\ifdefined\isarxiv
\else 
\vspace{-0mm}
\fi
\section{Related work}\label{sec:related}
\ifdefined\isarxiv
\else
\vspace{-0mm}
\fi

\paragraph{Federated Learning}
Current federated learning follows two paradigms. The first paradigm asks every client to learn the model using private data and communicate in model parameters. The second one uses encryption techniques to guarantee secure communication between clients.  In this paper, we focus on the first paradigms \cite{dcm+12,ss15,mmra16,mmr+17,hlsy21}. 
There is a long list of works showing provable convergence algorithm for FedAvg types of algorithms in the field of optimization \cite{lhy+20,ljz+21,hlsy21,kmr19,yyz19,wts+19,kkm+20}. One line of research \cite{lhy+20,kmr19,yyz19,wts+19,kkm+20} focuses on standard assumptions in optimization (such as, convex, smooth, strongly-convex, bounded gradient). The other line of work \cite{ljz+21,hlsy21} proves the convergence in the regime where the model of interest is an over-parameterized neural network (also called NTK regime \cite{jgh18}). Extensions to general partial device participation, and arbitrary communication schemes have been well addressed in \cite{Avdyukhin21, Haddadpour19}.

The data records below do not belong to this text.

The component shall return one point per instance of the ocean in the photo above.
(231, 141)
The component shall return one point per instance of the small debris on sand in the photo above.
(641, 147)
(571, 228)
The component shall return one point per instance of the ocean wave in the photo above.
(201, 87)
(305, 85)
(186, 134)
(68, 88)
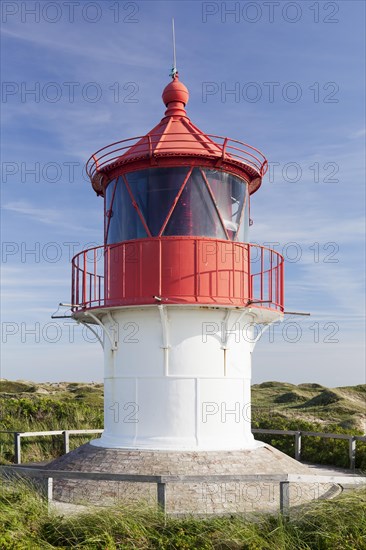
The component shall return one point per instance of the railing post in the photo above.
(17, 449)
(161, 497)
(352, 452)
(298, 446)
(66, 438)
(285, 498)
(49, 489)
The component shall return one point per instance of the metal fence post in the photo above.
(66, 438)
(49, 481)
(17, 450)
(162, 496)
(298, 446)
(352, 452)
(285, 498)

\paragraph{Scalable Monte Carlo methods} SGLD \cite{Welling11} is the first stochastic gradient Monte Carlo method that tackles the scalability issue in big data problems. Ever since, variants of stochastic gradient Monte Carlo methods were proposed to accelerate the simulations by utilizing more general Markov dynamics \cite{yian2015,completeframework,Chen14}, Hessian approximation \cite{Ahn12}, parallel tempering \cite{deng2020}, as well as higher-order numerical schemes \cite{Chen15, Li19,ccbj18,Yian_underdamped,Yian_higher,shen2019randomized}.

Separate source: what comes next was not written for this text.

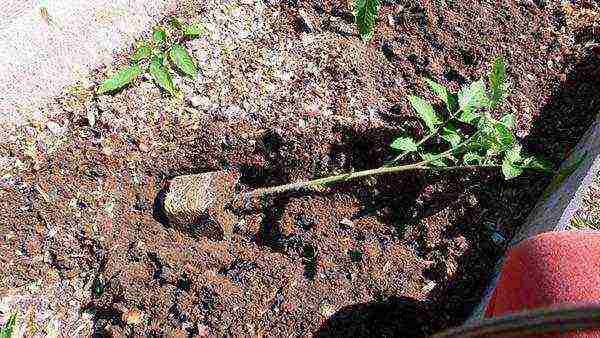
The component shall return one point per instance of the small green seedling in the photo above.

\paragraph{Distributed Monte Carlo methods}

Sub-posterior aggregation was initially proposed in \cite{Neiswanger13, wang13, Minsker14} to accelerate MCMC methods to cope with large datasets. Other parallel MCMC algorithms \cite{Nishihara14, Ahn14_icml, chen16_distributed, Chowdhury18, Li19_v2} propose to improve the efficiency of Monte Carlo computation in distributed or asynchronous systems. \cite{gghz20} proposed stochastic gradient Monte Carlo methods in decentralized systems. \cite{agxr21, F-SGLD, hw+21} introduced empirical studies of posterior averaging in federated learning. 

\paragraph{A Concurrent Work}
Parallel to our work, QLSD \cite{Maxime2021} also studied the convergence of SGLD in federated settings and a compression operator was proposed to alleviate the communication overhead. By contrast, we follow the tradition in the FL community and achieve this target by solely conducting multiple local steps to balance accuracy and communication. Other interesting Bayesian federated learning algorithms can be found in \cite{FedPop, Personalized_FL_Bayes}. Our averaging scheme is deterministic and may be limited when activating all the devices is costly; we also refer interested readers to the study of federated averaging Langevin dynamics based on a probabilistic averaging scheme in \cite{Vincent_2022}.





% \paragraph{Notation}

% For any positive integer $n$, we use $[n]$ to denote the set $\{1,2,\cdots,n\}$.
% Let $N$ denote the number of clients.  For each $c \in [N] $, we use $f^c$ and $\nabla f^c$ as the loss function and gradient of the function $f^c$ in client $c$. $\nabla \tilde f^c(\cdot)$ is the \emph{unbiased} stochastic gradient of $\nabla f^c$. In addition, we denote $p_c$ as the weight of the $c$-th client such that $p_c=\frac{n_c}{\sum_{i=1}^{N} n_i}\in(0, 1)$, where $n_c>0$ is the number of data points in the $c$-th client. Let $T_{\epsilon}$ denote the number of global steps to achieve the precision $\epsilon$. Let $K$ denote the number of local steps and hence ${T_{\epsilon}}/{K}$ denotes the number of communications.